South African insurer Old Mutual sacked its former chief executive for a second time on Thursday and said it would continue to fight his attempts to get reinstated, despite a court ruling overturning his original dismissal.
Old Mutual fired Peter Moyo in June in relation to a conflict of interest, but the High Court ruled last month he should be temporarily reinstated – a decision the insurer is seeking to appeal.
In an open letter to shareholders who are growing frustrated with an increasingly messy public battle that has knocked the 173-year-old insurer’s reputation, the company’s board said it would explore all reasonable alternative options but could not have Moyo back at the helm.
Read Old Mutual’s open letter to shareholders here.
“A continued employment relationship between Mr Moyo and Old Mutual is untenable,” the letter, published on Thursday, said. “For this reason, Old Mutual has now given Mr Moyo a further notice terminating his employment.”
The company’s shares, which have lost over 15% since Moyo was first suspended in May, were up 0.3% at R18.36 by 1346 GMT.
Moyo’s lawyer, Eric Mabuza, described the open letter as “corporate madness”, and said Old Mutual directors – who Moyo has applied to have declared delinquent – were protecting themselves rather than the company.
“Somebody needs to intervene to save Old Mutual from itself and its directors,” he said, adding the purpose of the second employment termination notice while the legal case was ongoing was unclear.
Jacques Plaut, a portfolio manager at Allan Gray, Old Mutual’s second largest shareholder, said the company had initially done the right thing to remove Moyo.
While he said some shareholders wanted a financial settlement to end the saga, he would rather see the court process continue, as long as it does not affect the company’s operations. “I’d prefer this to play out,” he said.
Lawyer Mabuza said that since his appointment Old Mutual had not approached him or Moyo to discuss a financial settlement, though his client was open to listening to any such offer.
The fight started with a disagreement over the management of a conflict of interest related to NMT Capital, an investment firm Moyo founded and in which an Old Mutual subsidiary is the only institutional investor.
Since then, relations between the two parties have soured with accusations flying in both directions.
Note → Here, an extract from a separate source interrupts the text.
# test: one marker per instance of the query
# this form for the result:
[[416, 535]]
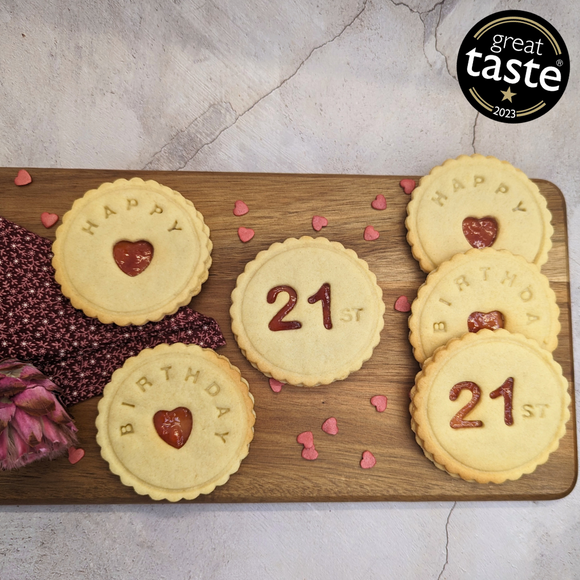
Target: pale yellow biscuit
[[483, 281], [162, 380], [519, 406], [131, 211], [477, 188], [317, 282]]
In court, Moyo argued his dismissal was the result of attempts to raise concerns about separate governance problems at the company.
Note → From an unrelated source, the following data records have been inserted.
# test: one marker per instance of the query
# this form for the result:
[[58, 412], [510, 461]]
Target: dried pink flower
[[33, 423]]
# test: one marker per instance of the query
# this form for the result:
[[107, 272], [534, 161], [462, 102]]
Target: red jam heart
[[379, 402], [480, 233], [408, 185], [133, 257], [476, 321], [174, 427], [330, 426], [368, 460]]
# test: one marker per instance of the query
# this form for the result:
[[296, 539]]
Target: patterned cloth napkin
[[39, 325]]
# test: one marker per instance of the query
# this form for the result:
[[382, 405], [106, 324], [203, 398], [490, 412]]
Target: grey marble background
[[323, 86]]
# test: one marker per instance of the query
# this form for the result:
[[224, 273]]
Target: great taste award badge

These related to an alleged conflict of interest by chairman and former finance minister Trevor Manuel, and non-disclosure of legal fees the company had paid on his behalf.
Old Mutual said in its letter that these claims were “incorrect and defamatory” and that it was confident that the matters raised were appropriately dealt with.
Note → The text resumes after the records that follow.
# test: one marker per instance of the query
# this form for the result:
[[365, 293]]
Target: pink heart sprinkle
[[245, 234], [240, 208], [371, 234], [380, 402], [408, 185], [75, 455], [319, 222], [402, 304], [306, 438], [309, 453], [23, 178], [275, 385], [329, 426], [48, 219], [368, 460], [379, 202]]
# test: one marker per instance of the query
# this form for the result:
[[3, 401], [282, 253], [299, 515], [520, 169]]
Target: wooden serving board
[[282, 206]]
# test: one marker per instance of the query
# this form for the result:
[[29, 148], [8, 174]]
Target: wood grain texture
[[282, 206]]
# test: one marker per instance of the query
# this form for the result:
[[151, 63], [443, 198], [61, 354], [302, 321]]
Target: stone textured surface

On August 16, a Johannesburg court heard arguments related to Old Mutual’s leave to appeal, a request for the court to clarify its stance on issues related to the previous judgment and a contempt of court application brought by Moyo.
The latter was brought after Old Mutual said Moyo could not return to work while it appealed his reinstatement. The judge is expected to rule on all three applications within two weeks of the hearing.
Separately, Old Mutual said in a trading update that adjusted headline earnings were expected to increase by between 6% and 12% when it reports financial results next month.